The dependence of the agronomic program and the work of agronomists on the duration of the social-agronomic work in the area, the dependence of the agronomic service on the villages' distance from the agronomist's house, a comparison of agronomic programs with the organizational plans of the peasant economies, the dependence of the peasant responsiveness on literacy, prosperity, and commercialization, a critical comparison of the success of various branches of agronomic propaganda, the mass economic effects of social-agronomic work, etc. -- they all should be measured in the report with special coefficients and methods for assessing the intensity of agronomic work, its susceptibility, and social and economic success.

The most difficult part of this undeveloped method for assessing social-agronomic work is the evaluation of the economic effect. For instance, if yields grow in some province, pig-breeding develops, and the export of agricultural products abroad increases rapidly, how is this agricultural progress related to the local social-agronomic work and to what extent can social agronomy regard an increase in national income as its own merit? How many rubles did the national economy receive per each ruble spent on social agronomy? Perhaps the development of the Volokolamsk grass-sowing or Kherson black- earth fallow farming would be just as cooperative and fast without any agronomic work. Perhaps social agronomy provided only a few thousand out of a million rubles increase in the value of the Poltava crop, when only seven kopecks per each ruble were spent on it. How to answer all these questions? Where to find the necessary evaluation criteria?
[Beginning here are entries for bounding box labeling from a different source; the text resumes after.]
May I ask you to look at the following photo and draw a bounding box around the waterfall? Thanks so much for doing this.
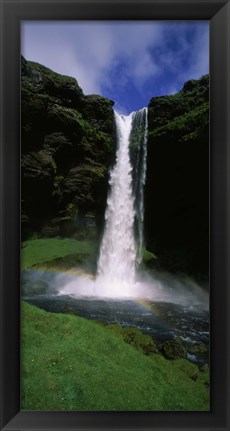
[98,108,147,284]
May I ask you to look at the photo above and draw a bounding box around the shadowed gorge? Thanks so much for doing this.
[22,58,209,283]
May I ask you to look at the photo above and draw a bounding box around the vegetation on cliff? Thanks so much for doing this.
[21,58,115,237]
[145,75,209,278]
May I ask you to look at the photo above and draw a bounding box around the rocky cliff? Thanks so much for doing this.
[21,58,209,276]
[145,75,209,275]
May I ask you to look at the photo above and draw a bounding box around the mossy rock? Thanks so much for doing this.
[103,323,157,356]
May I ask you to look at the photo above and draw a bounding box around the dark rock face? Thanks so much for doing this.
[160,339,187,359]
[21,58,115,237]
[145,75,209,278]
[21,58,209,279]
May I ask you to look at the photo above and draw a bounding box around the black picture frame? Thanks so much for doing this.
[0,0,230,431]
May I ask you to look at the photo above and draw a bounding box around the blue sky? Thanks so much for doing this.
[21,21,209,114]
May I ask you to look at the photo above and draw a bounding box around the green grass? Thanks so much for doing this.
[21,238,95,269]
[21,303,209,410]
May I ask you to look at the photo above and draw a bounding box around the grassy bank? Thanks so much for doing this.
[21,303,209,410]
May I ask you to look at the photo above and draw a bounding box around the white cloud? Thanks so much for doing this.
[22,21,209,108]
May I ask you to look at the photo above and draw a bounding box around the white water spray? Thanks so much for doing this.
[98,108,147,286]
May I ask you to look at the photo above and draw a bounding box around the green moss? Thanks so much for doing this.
[21,303,209,411]
[21,238,94,269]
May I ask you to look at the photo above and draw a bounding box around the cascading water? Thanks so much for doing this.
[98,108,147,284]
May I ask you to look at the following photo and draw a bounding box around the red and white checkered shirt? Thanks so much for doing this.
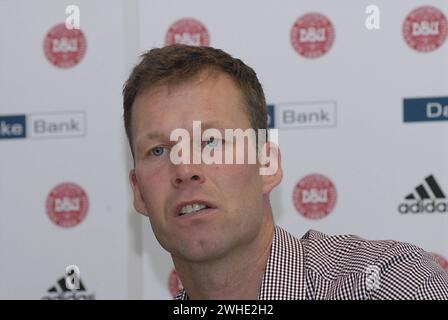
[175,226,448,300]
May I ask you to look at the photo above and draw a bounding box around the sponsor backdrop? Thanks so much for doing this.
[0,0,448,299]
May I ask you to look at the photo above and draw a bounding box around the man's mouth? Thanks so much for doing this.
[179,203,209,216]
[176,201,212,217]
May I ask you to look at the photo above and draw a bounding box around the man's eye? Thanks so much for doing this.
[151,147,165,157]
[205,137,221,148]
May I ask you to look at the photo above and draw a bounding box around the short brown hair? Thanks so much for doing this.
[123,44,267,155]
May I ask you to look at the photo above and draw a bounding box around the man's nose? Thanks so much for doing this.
[172,164,205,188]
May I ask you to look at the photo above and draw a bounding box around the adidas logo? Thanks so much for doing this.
[398,175,448,214]
[42,277,95,300]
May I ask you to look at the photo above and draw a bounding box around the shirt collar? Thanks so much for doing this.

The increasing profitability of agriculture is an extremely complex phenomenon determined by a huge number of reasons, and social agronomy is only one of them. It is almost impossible to distinguish its separate effect in the general result. Moreover, social agronomy aims not to create new forms of production but to accelerate the economic evolution and introduce a new economic system earlier than it would develop without the social-agronomic influence. Such an impact of the social-agronomic work complicates its accurate evaluation even more.
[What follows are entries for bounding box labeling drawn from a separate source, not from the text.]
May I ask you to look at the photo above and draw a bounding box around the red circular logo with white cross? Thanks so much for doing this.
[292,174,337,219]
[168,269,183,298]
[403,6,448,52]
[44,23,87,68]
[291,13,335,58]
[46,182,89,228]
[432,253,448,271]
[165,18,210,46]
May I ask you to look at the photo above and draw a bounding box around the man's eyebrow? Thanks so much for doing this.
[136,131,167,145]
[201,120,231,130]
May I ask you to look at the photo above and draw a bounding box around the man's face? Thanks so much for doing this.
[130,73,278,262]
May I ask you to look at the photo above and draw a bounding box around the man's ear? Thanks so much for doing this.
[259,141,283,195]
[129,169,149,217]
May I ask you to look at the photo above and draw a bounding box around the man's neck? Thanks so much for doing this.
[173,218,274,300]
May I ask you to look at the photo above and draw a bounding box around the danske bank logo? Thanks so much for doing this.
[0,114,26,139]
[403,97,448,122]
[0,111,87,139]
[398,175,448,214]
American agronomists tried to compare the costs of experimental fields with their benefits for the national economy. They decided to consider one of their most sustainable and obvious agronomic achievements (a new, selected variety of corn, a special technique of plowing the fallow or a combination of fertilizers), they calculat- teopma ed the effect of this innovation compared to the old methods in dollars per hectare, and multiplied it by the number of hectares on which the innovation was applied. This is a very rough approach, but it is quite illustrative.
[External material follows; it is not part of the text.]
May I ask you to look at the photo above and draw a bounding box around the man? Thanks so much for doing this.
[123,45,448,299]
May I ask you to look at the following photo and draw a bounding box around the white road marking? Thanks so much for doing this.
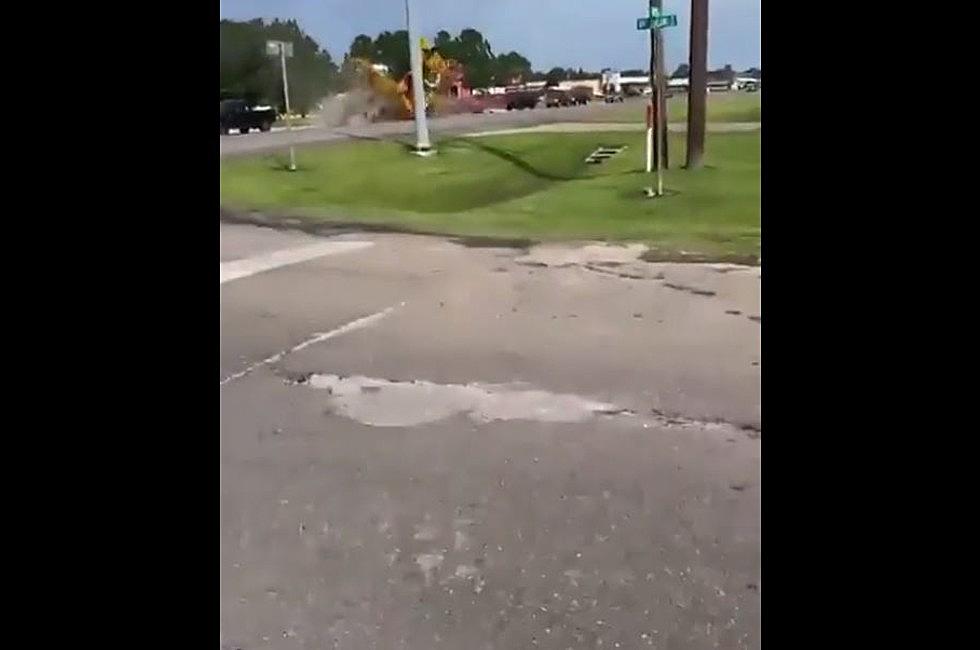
[218,303,405,386]
[220,241,374,284]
Certainly, there are more subtle methods of analysis such as a comparison of increasing yields in different villages with the level of agronomic propaganda influence, etc. However, they all prove only the trend but do not provide a quantitative estimate of the effect of agronomic propaganda.

In the most general terms, this is the essence of social-agronomic reports: if they meet our requirements, they turn into voluminous works that are not convenient for reading at zemstvo or cooperative meetings and are incomprehensible for peasants. Therefore, the social-agronomic organization should add to the extensive academic report both a short summary of its activities to be read at the zemstvo meeting and a popular brochure to present the social-agronomic work to the general public. The latter is certainly of great importance for popularizing not only social agronomy but also the agronomic innovations it promotes.